Marriott property equity and property income could be bought at an initial yield of 13,6% and 13,9% respectively at the time of going to press and Marriott CEO Simon Pearse was forecasting a 20%/year total return over the next five years. The other two funds have slightly lower yields, mainly because they are more heavily invested offshore.
These units trusts and PLS Redefine, which is 50% invested in listed property funds, can take advantage of the high yields to build their own income. But fixed property yields, averaging 10,5% according to the latest SA Property Index, are lower than the fund's yields of 16%. So most funds cannot buy property with paper because it will dilute their earnings. This means few property deals will be done until interest rates and yields fall back.
But why invest in what, given the size of the sector, are in effect sector indices when you can mix your own portfolio at historic yields from 20,5% for ApexHi B to 12,4% for Hyprop? Hyprop, Grayprop (14%), Sycom (12,3%), Growthpoint (19,4% historic but 15% forward since it bought the Mines Pension Fund portfolio late last year) and Martprop (14%) are favoured by all the pundits. Anderson also likes Atlas (12,1%). Aitken adds teeny cap Paraprop (17%) because of management and ApexHi (A 15,3%, B 20,4%) because of its upside potential.
These funds pass two main criteria for performance in the short and medium terms. They have good asset management that will protect income through the current softness. And their portfolios are diversified sectorally and geographically to reduce risk.
"Investors should look for good management and good lease expiry profiles," says Forshey. "A mix of A and B grade funds, say Hyprop and Grayprop, with C and D grade high-yield funds like ApexHi, can give a combined 16% or 17% initial yield and excellent growth in the future."
So a R250 000 investment could yield R40 000/year before tax with a fair chance of keeping your capital intact or even growing it.

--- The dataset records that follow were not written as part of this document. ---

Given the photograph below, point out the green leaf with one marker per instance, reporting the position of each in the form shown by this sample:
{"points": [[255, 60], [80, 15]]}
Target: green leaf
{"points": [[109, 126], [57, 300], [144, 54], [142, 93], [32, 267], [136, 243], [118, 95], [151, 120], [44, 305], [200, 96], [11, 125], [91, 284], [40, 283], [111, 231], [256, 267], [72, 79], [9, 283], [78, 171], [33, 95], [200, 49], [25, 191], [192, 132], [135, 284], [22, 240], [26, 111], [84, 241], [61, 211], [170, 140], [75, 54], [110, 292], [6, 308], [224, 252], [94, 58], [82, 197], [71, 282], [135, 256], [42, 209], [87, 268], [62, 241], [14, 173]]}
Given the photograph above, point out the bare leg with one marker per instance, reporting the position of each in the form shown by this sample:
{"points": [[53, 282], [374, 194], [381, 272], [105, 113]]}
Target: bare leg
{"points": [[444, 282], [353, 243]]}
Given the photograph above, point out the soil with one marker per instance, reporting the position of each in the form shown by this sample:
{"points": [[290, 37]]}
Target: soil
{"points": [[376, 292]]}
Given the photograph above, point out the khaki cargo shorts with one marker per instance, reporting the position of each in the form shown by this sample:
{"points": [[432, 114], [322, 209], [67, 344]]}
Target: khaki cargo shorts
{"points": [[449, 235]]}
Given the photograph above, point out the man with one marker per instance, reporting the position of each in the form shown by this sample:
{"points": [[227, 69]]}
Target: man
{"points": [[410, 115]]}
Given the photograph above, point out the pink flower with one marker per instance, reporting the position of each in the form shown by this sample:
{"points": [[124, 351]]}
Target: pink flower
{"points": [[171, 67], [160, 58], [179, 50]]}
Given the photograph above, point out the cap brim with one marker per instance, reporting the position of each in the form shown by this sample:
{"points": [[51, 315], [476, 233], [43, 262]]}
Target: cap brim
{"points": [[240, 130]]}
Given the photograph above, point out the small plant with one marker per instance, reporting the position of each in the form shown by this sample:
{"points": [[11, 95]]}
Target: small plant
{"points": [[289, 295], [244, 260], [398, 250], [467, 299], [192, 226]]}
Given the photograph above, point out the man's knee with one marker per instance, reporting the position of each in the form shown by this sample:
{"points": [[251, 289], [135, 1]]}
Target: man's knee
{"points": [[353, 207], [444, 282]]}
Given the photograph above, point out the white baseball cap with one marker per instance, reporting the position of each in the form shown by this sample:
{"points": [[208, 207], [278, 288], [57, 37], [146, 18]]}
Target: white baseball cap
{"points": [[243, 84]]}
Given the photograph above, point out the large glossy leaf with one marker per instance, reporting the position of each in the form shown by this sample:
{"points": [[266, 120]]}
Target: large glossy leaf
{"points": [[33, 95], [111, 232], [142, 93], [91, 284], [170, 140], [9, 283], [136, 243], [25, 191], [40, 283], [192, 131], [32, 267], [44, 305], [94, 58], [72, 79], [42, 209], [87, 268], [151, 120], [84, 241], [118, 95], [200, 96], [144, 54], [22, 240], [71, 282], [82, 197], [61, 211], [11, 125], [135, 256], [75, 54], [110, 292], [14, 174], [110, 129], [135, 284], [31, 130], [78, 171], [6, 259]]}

Marriott's Anderson forecasts income growth of 4%-6% over the next five years. But that could be as low as 3%-4% for the top quartile of performers over the next 12 months, says Aitken. After that he sees 6%. They both expect inflation and interest rates to have peaked before year-end and for yields to fall steadily from then. "I would like to see yields at 12% by December 2003," says Aitken.
That would translate to 24% capital growth over 18 months, along with annual yields close to 16% if you buy now - a total return of around 32% in 12 months.
But interest rates may not fall. Even the income return on property will be, at worst, slightly lower than now, but steady, as property always is.
The writer indirectly holds ApexHi B units.